A quel punto, mentre tutti stiamo riprendendo fiato dalla fatica della salita, Pier, che al mattino, inciampando in una catena che delimitava la strada dal marciapiede era caduto diceva: “E’ vero, sono caduto, ma sono egualmente contento di questa giornata al mare”. Michele, più telegrafico confermava: “Giornata soleggiata, calda, piacevole. Si possono fare belle passeggiate”. Grande Michele!

Fabrizio guardando i compagni si liberava in un volo emotivamente temerario affermando che benché fosse contento per la gita a Camogli, lo era maggiormente per aver sentito che Daniele è felice. Nel frattempo Bruno, sempre un po’ schivo, ascoltava senza unirsi al coro, ma sollecitato raccontava che era la prima volta che saliva su un battello per fare una gita in mare e che pensava che una occasione così non avrebbe potuto perderla.

Rimaneva Marilù, sorniona come il suo gatto.
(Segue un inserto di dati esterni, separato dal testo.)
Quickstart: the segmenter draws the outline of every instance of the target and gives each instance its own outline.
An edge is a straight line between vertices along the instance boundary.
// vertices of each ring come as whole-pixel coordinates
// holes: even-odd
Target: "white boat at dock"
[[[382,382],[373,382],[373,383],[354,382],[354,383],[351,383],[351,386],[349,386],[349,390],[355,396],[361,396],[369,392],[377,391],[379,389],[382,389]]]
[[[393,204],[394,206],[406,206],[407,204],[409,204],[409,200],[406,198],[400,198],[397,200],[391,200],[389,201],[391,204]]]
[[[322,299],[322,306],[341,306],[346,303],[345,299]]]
Lei ama farsi pregare, ma quando il tempo che ci ha fatto attendere le è parso sufficiente, come una principessa, passandosi la mano tra i capelli, ci assicura: “Io cammino poco e la salita è stata faticosa, ma la gita mi è molto piaciuta per il mare, le scogliere, il battello.” Sospiriamo!

Tutti hanno scoperto qualcosa in più della loro vita e anche qualcosa in più della loro capacità di poterla vivere.

Si ritorna lasciando qualche cosa di noi in quel luogo, solo Fabrizio ha lasciato anche qualcosa di concreto: mezzo chilo di focaccia di Recco.